Die überwältigende Mehrheit aber bejahte, dass am Ende des zweiten Jahrtausends und des XX. Jahrhunderts die Vernunft, die tiefgehende Deutung jedes Ereignisses herrschen müsse und dass man es sich vor allem zur Pflicht machen müsste, ernsthafte Analysen durchzuführen, die auf der historischen Entwicklung und auf den Ideen, den lokalen und allgemeinen Gefühlen und Motivationen basieren, also eine disziplinübergreifende Auswertung der aktuellen Wirklichkeit.
In diesem Geist definierte Vilma, die die große kubanische Delegation anführte, in ihren Schlussworten den Vorschlag „eine bessere Welt zu schaffen“. Sie sagte weiter: „…dass sich mit der gleichen Geschwindigkeit der Informations- und Kommunikationstechnologien, der Flugzeuge und Raketen, das Bewusstsein über darüber erweitere, dass wir eine Gesellschaft und ein Land benötigen, ersehnen und erbauen werden, in dem unsere Utopien und Realitäten, unsere umgestaltenden Ideen und Prinzipien enthalten sind, deren höchste Ziele sich in immer größerer Klarheit ahnen lassen.
Vernunft, dass das Leben auf dem Planeten nicht ausgelöscht wird, dass die Umwelt und die natürlichen Reichtümer nicht zerstört werden. Vernunft und gesunden Menschenverstand, um dem Egoismus, dem Individualismus, den Ungleichheiten, der Entmenschlichung, dem Konsumismus, der Verherrlichung des Geldes und des privaten Eigentums entgegenzutreten.
Nachhaltige Entwicklung, um allen Reichtum, den wir Frauen und Männer durch unsere Arbeit schaffen gleichmäßig verteilen und verbrauchen und nicht die Zukunft unserer Nachkommen aufs Spiel setzen.
Bildung für alle, die der Frau die Möglichkeit gibt, unter besseren Bedingungen einen Beitrag zum kollektiven Werk zu leisten und ihr ermöglicht, zu lernen, sich zu entwickeln und die fortgeschrittene Technologie in allen Bereichen zu beherrschen.

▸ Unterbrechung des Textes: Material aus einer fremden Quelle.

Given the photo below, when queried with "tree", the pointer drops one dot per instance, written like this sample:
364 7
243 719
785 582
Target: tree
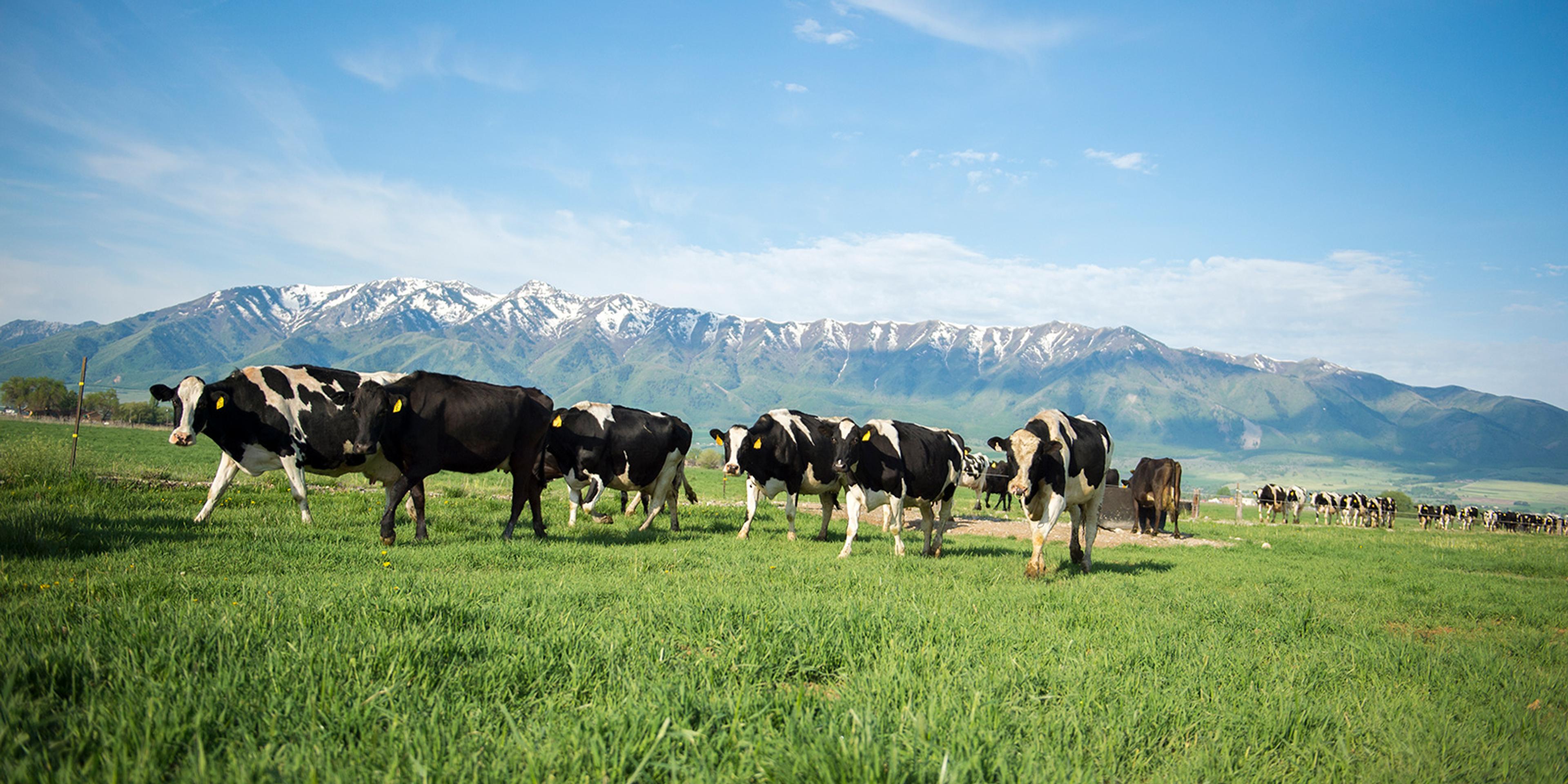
102 405
38 394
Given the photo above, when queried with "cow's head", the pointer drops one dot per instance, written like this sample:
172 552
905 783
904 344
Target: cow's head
849 444
375 410
194 407
731 441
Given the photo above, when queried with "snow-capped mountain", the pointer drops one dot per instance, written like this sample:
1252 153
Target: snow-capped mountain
717 369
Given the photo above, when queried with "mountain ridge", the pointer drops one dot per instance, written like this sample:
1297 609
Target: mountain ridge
709 366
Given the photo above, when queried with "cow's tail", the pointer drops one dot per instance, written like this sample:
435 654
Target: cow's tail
687 485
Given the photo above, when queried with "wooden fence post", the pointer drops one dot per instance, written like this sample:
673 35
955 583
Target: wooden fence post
76 435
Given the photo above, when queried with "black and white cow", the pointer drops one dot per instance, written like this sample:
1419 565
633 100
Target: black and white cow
603 446
1271 499
272 418
1294 499
1059 465
1325 506
974 474
894 465
786 452
430 422
996 477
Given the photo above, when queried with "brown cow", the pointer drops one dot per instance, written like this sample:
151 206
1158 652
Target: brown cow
1156 494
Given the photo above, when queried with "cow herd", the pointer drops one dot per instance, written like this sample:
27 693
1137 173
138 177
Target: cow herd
401 429
1357 509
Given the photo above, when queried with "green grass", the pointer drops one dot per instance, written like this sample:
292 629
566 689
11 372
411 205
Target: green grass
256 648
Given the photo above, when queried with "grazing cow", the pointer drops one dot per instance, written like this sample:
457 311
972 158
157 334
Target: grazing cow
1325 506
603 446
274 418
1271 499
432 422
1294 499
898 463
974 474
1390 509
996 479
1450 513
1059 465
1156 494
1468 517
786 452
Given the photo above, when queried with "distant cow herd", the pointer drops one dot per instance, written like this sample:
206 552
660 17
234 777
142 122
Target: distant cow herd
399 429
1357 509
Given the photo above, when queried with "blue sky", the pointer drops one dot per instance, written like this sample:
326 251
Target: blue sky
1376 184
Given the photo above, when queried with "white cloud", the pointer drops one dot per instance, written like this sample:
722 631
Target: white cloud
1129 162
960 24
433 54
813 30
957 159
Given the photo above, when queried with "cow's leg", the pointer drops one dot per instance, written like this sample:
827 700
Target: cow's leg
853 502
416 504
789 512
827 513
1089 518
1042 529
220 483
390 515
295 474
896 513
927 518
752 507
575 498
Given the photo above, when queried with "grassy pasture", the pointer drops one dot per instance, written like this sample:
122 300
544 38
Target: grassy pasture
255 648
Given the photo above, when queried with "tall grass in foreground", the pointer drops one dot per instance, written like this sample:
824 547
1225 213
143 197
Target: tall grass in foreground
142 647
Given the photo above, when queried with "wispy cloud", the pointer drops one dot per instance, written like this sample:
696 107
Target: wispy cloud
1129 162
435 54
813 30
963 24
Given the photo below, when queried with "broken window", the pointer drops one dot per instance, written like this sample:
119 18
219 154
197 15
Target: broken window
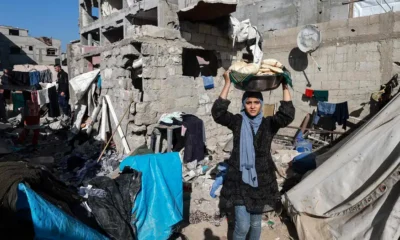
197 63
13 32
114 35
15 50
141 18
109 7
51 51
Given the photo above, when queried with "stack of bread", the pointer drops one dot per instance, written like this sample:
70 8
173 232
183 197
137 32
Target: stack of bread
270 67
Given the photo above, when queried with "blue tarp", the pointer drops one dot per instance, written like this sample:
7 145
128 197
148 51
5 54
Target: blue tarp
159 204
50 222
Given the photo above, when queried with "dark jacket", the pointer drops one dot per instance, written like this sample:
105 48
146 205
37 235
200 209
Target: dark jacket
234 191
63 83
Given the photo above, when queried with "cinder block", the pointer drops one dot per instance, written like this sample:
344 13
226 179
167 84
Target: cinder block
358 21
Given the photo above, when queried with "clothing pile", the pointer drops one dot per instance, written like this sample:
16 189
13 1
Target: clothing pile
319 95
339 112
31 78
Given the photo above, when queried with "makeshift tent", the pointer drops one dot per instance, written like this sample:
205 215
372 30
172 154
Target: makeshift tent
355 193
159 204
50 222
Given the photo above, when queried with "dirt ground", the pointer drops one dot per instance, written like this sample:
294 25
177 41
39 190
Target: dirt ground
207 231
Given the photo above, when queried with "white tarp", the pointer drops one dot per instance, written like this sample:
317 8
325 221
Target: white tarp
80 84
355 193
371 7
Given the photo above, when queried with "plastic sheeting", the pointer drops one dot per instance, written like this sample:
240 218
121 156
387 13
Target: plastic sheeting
371 7
50 222
159 205
355 193
80 84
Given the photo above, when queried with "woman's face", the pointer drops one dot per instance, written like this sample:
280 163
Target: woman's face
252 106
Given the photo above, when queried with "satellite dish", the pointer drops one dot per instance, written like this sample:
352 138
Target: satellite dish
309 39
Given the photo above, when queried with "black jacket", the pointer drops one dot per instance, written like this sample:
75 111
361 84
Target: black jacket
63 85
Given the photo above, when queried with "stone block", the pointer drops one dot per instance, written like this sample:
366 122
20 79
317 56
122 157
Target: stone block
212 40
358 21
189 27
116 51
129 50
135 141
174 50
149 49
187 36
204 28
171 34
198 37
146 118
153 31
217 32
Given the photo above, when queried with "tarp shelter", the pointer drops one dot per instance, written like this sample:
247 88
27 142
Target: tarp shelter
159 204
354 193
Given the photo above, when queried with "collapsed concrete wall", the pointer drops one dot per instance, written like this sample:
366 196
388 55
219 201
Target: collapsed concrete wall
281 14
356 56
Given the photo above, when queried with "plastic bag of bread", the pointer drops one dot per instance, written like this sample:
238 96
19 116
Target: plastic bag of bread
272 62
245 68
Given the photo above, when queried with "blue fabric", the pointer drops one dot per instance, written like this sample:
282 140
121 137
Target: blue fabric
304 162
245 222
208 82
222 168
50 222
324 109
159 204
34 78
247 152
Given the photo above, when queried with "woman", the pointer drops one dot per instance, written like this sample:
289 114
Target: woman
250 184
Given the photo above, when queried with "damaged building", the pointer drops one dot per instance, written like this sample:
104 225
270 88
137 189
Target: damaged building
175 43
17 47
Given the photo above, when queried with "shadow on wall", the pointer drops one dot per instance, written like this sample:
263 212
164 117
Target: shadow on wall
12 54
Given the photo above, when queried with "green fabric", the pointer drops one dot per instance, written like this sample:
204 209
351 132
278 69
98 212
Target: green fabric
18 101
287 77
321 95
237 77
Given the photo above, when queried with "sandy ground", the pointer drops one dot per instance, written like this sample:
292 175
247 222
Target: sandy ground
207 231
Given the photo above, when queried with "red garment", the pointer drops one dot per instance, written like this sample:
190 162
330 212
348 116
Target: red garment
309 93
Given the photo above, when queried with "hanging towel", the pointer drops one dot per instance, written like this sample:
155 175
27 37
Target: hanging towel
43 96
18 101
269 110
309 93
34 97
34 78
208 82
341 114
321 95
46 76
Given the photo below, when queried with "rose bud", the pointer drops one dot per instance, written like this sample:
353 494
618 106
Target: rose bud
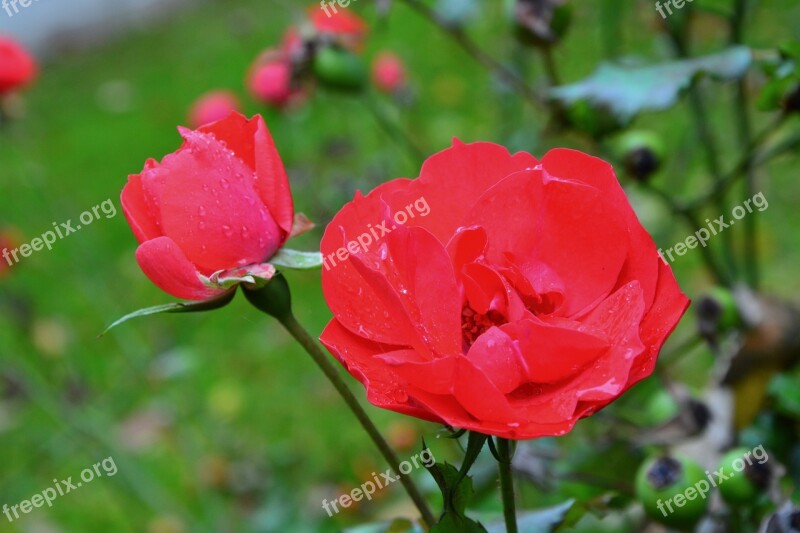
663 481
211 107
9 240
17 66
271 82
388 73
213 213
340 69
497 293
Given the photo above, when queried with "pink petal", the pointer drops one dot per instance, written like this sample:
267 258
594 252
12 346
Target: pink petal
167 266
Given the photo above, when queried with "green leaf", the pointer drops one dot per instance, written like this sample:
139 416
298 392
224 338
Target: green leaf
191 307
298 260
626 91
538 521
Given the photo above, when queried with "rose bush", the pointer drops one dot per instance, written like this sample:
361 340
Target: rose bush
528 298
211 214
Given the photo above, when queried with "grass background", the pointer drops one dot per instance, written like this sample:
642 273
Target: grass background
217 422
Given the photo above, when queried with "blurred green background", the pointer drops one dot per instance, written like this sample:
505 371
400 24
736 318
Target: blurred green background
217 422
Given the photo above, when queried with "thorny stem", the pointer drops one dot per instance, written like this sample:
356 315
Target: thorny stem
312 348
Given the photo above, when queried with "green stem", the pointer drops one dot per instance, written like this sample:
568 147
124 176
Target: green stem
706 137
398 134
507 484
323 362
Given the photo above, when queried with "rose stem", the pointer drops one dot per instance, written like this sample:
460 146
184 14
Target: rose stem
506 484
312 348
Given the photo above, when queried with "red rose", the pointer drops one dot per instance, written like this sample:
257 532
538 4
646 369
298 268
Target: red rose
270 80
388 72
211 107
212 213
340 25
497 293
17 67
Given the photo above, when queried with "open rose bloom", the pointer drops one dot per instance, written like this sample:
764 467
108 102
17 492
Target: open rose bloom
212 214
529 297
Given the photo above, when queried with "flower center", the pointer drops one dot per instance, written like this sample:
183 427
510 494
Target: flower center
474 324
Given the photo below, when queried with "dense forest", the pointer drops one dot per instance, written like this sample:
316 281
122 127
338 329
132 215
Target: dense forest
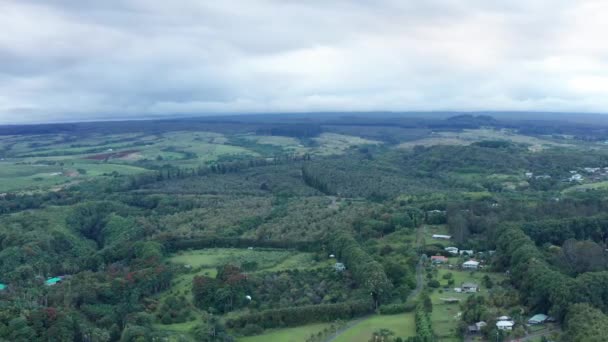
282 223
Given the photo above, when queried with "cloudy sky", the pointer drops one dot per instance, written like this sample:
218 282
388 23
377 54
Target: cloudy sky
84 59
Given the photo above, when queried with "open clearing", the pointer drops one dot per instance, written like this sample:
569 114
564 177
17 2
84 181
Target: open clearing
402 325
297 334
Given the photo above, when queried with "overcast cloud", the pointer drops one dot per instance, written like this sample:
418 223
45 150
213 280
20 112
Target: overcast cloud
84 59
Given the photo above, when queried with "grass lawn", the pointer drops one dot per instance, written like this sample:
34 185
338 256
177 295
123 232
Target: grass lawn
589 186
206 261
438 229
332 143
275 260
445 316
298 334
402 325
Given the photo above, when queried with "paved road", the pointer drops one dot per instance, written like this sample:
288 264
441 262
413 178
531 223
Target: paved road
413 294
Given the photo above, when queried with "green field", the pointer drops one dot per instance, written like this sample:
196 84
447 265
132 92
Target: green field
206 261
402 325
445 316
332 143
588 186
25 177
469 136
298 334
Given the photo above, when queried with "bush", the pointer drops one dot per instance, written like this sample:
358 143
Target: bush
252 329
392 309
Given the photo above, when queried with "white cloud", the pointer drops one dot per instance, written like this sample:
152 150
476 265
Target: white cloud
84 59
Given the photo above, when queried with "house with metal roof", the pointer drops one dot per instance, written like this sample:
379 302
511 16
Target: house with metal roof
53 281
538 319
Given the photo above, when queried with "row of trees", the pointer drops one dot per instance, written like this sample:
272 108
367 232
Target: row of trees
288 317
367 272
547 290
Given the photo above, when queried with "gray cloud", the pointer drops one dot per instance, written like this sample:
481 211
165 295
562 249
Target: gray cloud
77 59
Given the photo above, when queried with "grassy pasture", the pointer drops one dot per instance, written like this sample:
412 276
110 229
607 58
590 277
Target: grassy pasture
297 334
402 325
445 316
24 177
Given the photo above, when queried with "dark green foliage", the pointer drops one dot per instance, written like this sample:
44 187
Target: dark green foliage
174 310
424 329
585 324
392 309
367 273
287 317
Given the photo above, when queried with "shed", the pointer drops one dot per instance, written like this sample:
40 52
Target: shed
471 265
452 250
538 319
470 287
339 267
438 259
505 325
52 281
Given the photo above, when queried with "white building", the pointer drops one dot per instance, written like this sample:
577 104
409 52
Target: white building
471 265
451 250
505 325
576 178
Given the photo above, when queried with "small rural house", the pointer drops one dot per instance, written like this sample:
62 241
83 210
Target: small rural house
339 267
538 319
451 250
470 265
469 287
475 328
439 259
505 325
53 281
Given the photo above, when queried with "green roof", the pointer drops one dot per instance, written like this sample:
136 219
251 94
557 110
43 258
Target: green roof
52 281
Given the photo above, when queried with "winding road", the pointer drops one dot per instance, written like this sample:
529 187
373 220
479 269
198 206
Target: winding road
419 286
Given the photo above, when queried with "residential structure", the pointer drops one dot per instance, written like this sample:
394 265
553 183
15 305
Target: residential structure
505 325
451 250
538 319
469 287
470 265
339 267
53 281
439 259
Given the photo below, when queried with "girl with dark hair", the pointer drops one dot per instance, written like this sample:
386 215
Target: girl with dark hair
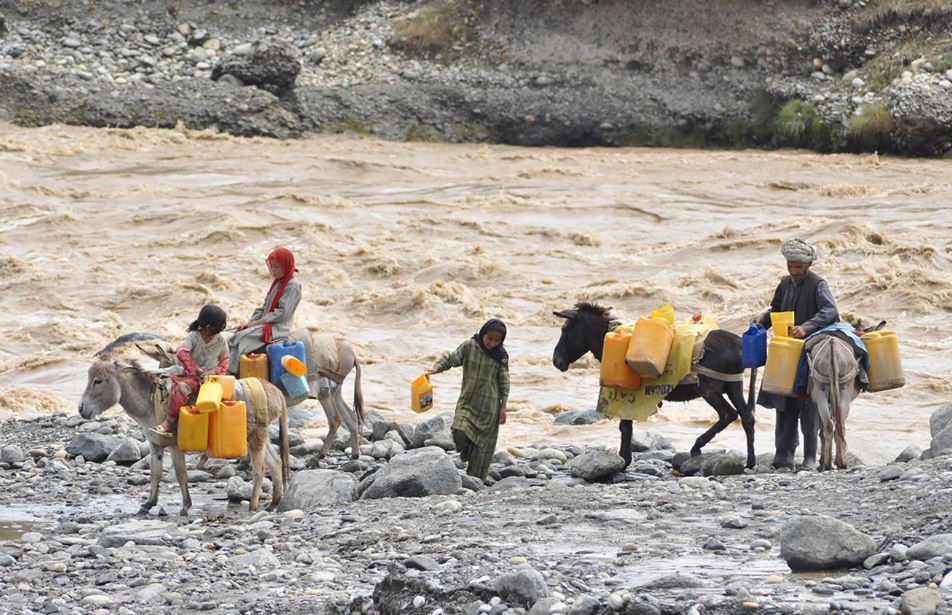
272 321
481 408
204 352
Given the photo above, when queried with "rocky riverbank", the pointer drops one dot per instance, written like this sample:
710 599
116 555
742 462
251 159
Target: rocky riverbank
836 75
558 530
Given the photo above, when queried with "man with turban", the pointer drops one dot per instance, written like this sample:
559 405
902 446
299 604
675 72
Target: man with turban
808 296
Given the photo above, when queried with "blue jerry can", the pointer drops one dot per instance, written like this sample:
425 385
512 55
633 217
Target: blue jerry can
754 346
278 350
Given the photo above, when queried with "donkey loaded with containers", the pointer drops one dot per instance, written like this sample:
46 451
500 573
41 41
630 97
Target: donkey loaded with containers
693 358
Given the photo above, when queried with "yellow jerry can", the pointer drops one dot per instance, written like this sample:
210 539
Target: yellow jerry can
253 365
783 357
209 396
650 344
782 322
421 394
885 364
228 431
192 430
227 384
615 373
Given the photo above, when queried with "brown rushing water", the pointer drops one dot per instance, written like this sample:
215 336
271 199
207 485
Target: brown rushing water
405 249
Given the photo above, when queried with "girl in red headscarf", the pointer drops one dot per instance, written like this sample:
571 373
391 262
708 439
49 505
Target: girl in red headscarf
272 321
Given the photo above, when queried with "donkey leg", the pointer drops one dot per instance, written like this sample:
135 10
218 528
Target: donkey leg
735 391
257 441
810 428
349 418
624 451
273 461
155 477
725 416
333 421
181 475
839 426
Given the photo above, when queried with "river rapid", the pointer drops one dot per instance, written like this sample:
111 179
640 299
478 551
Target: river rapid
405 249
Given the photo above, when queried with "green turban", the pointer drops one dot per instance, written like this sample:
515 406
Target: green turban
799 250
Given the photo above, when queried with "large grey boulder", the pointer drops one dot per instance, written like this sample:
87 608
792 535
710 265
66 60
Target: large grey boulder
920 601
938 545
311 489
144 532
823 543
942 441
524 586
414 474
93 446
642 441
434 427
126 453
11 454
579 417
940 420
270 66
922 116
596 465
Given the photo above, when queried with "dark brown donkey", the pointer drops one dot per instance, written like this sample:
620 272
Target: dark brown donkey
584 331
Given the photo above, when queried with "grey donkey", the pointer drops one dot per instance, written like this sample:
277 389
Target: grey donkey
112 380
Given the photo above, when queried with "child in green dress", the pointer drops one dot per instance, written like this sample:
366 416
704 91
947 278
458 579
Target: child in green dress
481 408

Kultur, damit sie das gesamte künstlerische und literarische Schaffen genießen kann, das den Geist anregt und das Leben schöner macht. Um weiter unsere nationalen Kulturen zu nähren und zu bereichern, mit denen wir uns identifizieren und die uns vereinen.
Dass soziale Gleichheit herrsche und damit die Diskriminierung aller Art verschwinde: rassische, ethnische, nationale, religiöse, der sexuellen Orientierung oder des Geschlechts. Um sexistische Muster zu beseitigen und die neuen Generationen auf die verantwortliche und gemeinsame Wahrnehmung der Rollen in der Gesellschaft und der Familie vorzubereiten.
Solidarität und Gerechtigkeit, damit die ethischen und moralischen Werte vorherrschen, die der menschlichen Natur Würde geben und sie erhöhen: die gebildeten und freien Frauen und Männer des XXI. Jahrhunderts.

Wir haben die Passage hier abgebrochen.